November 28, 2009
Dear colleague,
On November 20 FAU administrators informed faculty and staff of changes to the University’s personnel policies effective October 30. Section 01, Introduction, of the policy statement states
If any policy conflicts with a provision of a collective bargaining agreement or a college administrative policy as approved by the President or designee covering certain employees, the collective bargaining agreement or college administrative policy provision will apply to those covered employees.
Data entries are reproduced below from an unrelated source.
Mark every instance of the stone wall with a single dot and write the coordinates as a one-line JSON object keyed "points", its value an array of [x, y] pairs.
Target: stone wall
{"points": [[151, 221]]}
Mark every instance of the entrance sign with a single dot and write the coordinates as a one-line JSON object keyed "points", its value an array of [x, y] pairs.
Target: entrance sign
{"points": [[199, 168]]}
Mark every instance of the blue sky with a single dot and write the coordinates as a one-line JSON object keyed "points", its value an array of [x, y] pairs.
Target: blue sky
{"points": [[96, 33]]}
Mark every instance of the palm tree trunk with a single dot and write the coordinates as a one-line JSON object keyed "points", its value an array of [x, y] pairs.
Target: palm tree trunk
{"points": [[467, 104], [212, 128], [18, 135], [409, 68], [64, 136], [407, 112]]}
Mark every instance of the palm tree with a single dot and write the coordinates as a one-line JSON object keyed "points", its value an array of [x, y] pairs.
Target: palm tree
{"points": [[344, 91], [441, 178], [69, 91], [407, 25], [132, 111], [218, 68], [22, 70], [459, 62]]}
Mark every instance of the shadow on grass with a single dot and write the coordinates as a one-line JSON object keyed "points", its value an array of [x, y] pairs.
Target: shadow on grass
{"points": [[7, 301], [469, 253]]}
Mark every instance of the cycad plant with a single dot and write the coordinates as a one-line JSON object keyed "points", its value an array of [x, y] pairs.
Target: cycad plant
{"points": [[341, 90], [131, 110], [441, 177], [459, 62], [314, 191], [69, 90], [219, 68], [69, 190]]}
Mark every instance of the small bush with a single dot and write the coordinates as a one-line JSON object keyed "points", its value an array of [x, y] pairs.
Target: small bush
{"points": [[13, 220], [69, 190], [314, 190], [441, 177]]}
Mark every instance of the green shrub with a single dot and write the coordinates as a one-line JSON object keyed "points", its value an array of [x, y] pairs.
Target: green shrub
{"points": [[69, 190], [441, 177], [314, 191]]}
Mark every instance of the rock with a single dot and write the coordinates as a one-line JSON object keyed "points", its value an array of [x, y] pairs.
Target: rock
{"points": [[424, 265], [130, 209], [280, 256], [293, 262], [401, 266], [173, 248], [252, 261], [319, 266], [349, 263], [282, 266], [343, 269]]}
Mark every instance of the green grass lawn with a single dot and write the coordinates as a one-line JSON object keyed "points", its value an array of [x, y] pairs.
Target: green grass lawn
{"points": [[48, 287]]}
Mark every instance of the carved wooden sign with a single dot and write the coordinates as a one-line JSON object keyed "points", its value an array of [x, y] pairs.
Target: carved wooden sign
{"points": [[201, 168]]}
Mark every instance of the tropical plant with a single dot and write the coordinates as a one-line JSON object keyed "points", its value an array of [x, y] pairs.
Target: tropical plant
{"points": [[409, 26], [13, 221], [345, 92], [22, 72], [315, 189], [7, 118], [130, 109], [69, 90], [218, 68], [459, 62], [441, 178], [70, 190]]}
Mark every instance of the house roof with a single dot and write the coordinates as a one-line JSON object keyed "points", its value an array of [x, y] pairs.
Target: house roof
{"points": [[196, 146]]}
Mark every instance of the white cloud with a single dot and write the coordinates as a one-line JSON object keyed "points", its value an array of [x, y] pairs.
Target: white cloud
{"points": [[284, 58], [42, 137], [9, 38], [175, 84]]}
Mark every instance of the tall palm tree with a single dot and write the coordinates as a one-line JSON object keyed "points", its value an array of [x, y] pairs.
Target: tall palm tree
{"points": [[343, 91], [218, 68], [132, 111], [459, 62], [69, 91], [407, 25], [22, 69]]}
However, Section 08: Layoffs and Furloughs, includes ominous language that in no uncertain terms runs counter to the 2006-09 Collective Bargaining Agreement. For example, Section 08, C seeks to undermine Section 13.2 of the CBA. Section 08 C reads:
Strict seniority will not apply. Wherever possible, a tenured Faculty or Regular status employee will not be laid off if there are non-tenured, Acting, Probationary, Time Limited or Temporary employees in comparable positions with similar skills in the same layoff unit.
If implemented in the CBA, such measures would further strengthen administrators’ ability to terminate faculty, and extend the groundwork for the administration’s continued campaign to gut tenure at FAU which began in May with the reorganization of the College of Engineering and layoff of five tenured faculty members in that College.
UFF-FAU officers are particularly concerned that FAU administrators and their high-powered legal talent may be attempting to lay the preliminaries for bargaining to incorporate these policy changes. On behalf of the faculty I have accordingly notified Provost Diane Alperin shortly after receiving word of the changes. We will keep you apprised of further developments as the collective bargaining process progresses.
Please keep in mind that, more than ever, a major protection of the integrity of tenure at FAU is the Collective Bargaining Agreement UFF-FAU negotiates with the administration on the faculty’s behalf. You can support this process and receive the piece of mind of protection through binding arbitration should it be necessary by becoming a member of UFF today.